Accidental Landlords 

Let’s say you’ve inherited a property and have been forced through circumstances to rent it out. What next?

Well, if that property has an outstanding mortgage, you must inform your mortgage lender you intend to rent out the property.

This is because buy to let properties are riskier for lenders due to void periods. If you don’t tell your provider, you run the risk of invalidating your mortgage.

How to choose the right mortgage How to choose the right mortgage

How Do I Choose the Right Mortgage? How to Find the Best Deal

Choosing buy-to-let mortgages can be a challenging prospect. With so many factors to consider, you may find the process overwhelming.

Before starting your journey, you should consider the following factors.

  • How much you can borrow
  • Deposit size
  • Interest-only or repayment
  • Type of rate: Fixed or variable?
  • What mortgage fees are there
  • What mortgage penalties are there
  • Interest rates

There’s a lot to consider here, which is why research is key.

Buy to Let Mortgage Fees Buy to Let Mortgage Fees

Mortgage fees can be especially damaging and you need a keen eye to make sure you aren’t paying more than you need.

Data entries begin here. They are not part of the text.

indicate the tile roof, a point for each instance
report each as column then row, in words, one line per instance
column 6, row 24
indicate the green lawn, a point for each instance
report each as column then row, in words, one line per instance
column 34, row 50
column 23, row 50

These fees come in several different forms. They are:

Arrangement fees: Arrangement fees are paid to the lender for setting up your mortgage. It can range from free to up to £2,000.

Valuation fees: The lender will conduct a valuation on your property to make sure it’s worth the price you are looking to pay.

Legal fees: Fees covering any legal proceedings when setting up the mortgage or switching your deal.

You should also consider early repayment charges (may get charged if you pay off your mortgage early by moving home or remortgaging), cashback incentives, and the annual percentage rate of charge (APRC).

Be sure to use comparison sites or talk to lenders to make sure you’re getting the best deal available.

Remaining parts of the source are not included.